The HK$1,888-a-year club has been feeling the pinch recently, with Hong Kong's IT professionals currently consisting of a second-hand calculator salesman sitting outside the North Point MTR station.
In a bid to balance the books the club is offering events to the public. The murder-mystery event will allow diners the opportunity to play at detectives for the evening.
However, Lai See believes we have already solved the mystery.
Ten thousands PCCW shareholders in Chuang's Enterprise Building, Wan Chai, on August 16 - with the lap-top.
Bit of bull: It is not just the world's share markets that are reversing an established trend these days, with one of Hong Kong's better known bears deciding that it is time for a bit of bull.
Adviser, fund manager, publisher and snow-boarder Marc Faber has been dubbed Dr Doom for some of his more famous bearish calls.
Mr Faber - who produces the newsletter The Gloom Boom & Doom Report - is also notorious for his downbeat views on the United States economy.
'Everybody is so bullish about the US and bearish about Asia.
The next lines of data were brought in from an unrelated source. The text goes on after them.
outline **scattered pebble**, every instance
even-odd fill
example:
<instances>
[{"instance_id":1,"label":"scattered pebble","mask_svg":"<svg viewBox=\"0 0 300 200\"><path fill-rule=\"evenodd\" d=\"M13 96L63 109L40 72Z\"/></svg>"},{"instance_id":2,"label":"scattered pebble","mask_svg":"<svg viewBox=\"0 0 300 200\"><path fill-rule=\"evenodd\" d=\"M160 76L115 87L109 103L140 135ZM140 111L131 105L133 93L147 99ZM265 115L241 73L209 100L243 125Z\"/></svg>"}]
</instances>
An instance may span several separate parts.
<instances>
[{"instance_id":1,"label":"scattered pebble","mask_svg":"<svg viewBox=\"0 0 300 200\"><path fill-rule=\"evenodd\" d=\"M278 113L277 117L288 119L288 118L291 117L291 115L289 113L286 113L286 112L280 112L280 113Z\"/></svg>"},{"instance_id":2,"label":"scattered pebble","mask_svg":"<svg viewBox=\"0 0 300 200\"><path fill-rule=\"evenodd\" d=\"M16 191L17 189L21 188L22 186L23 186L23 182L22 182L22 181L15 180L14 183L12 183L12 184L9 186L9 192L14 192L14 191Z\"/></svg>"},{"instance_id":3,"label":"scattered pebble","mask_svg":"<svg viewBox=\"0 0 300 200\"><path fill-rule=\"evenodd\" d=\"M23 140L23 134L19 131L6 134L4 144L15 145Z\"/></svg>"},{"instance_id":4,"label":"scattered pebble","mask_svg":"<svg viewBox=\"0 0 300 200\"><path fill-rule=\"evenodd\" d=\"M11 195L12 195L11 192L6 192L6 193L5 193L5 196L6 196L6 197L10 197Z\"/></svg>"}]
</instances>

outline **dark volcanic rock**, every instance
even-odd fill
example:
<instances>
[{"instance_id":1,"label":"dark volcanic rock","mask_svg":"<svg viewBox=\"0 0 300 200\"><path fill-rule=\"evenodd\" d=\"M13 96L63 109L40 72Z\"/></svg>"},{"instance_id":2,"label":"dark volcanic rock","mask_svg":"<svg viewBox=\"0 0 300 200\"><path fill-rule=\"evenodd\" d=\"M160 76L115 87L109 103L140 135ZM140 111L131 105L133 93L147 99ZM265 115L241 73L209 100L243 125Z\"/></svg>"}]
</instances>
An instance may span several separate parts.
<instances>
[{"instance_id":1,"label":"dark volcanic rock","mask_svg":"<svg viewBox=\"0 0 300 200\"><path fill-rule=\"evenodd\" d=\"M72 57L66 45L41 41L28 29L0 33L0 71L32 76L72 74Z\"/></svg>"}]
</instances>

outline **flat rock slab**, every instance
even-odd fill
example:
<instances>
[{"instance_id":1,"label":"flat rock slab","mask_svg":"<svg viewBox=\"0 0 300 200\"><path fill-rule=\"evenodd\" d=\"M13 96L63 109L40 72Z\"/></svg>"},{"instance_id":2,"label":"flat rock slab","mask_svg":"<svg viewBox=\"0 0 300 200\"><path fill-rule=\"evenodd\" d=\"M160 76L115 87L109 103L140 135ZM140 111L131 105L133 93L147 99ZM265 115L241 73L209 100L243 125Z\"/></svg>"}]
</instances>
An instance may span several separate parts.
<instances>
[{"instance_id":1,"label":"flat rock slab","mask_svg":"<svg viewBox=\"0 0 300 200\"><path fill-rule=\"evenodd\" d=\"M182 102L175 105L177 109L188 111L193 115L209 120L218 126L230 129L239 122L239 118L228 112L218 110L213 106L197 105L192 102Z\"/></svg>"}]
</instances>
My view would be that you should do the opposite and invest in Asia, not in the US,' he said in an interview with this newspaper in December last year.
'After being bullish and wrong for this year, the strategists at big investment banks are bullish once again in their outlooks for the US next year. It does not stack up.'
However, Mr Faber - who when not travelling is now based in Chiang Mai, Thailand - looks like he may now be dancing to a different tune.
On July 8, in a column on financial Web site Quamnet, the Swiss financial whizz - who once declined to buy a property from author Danielle Steele for US$50,000 that today would fetch up to US$10 million - was upbeat on the US.
'Based on [a] seasonal pattern of strength and weakness, which implies strength in July, combined with the oversold position we are now in, I am near term actually quite positive for US equities,' Mr Faber wrote.
A good call perhaps, as the S&P 500 has fallen a further 9.5 per cent since his U-turn.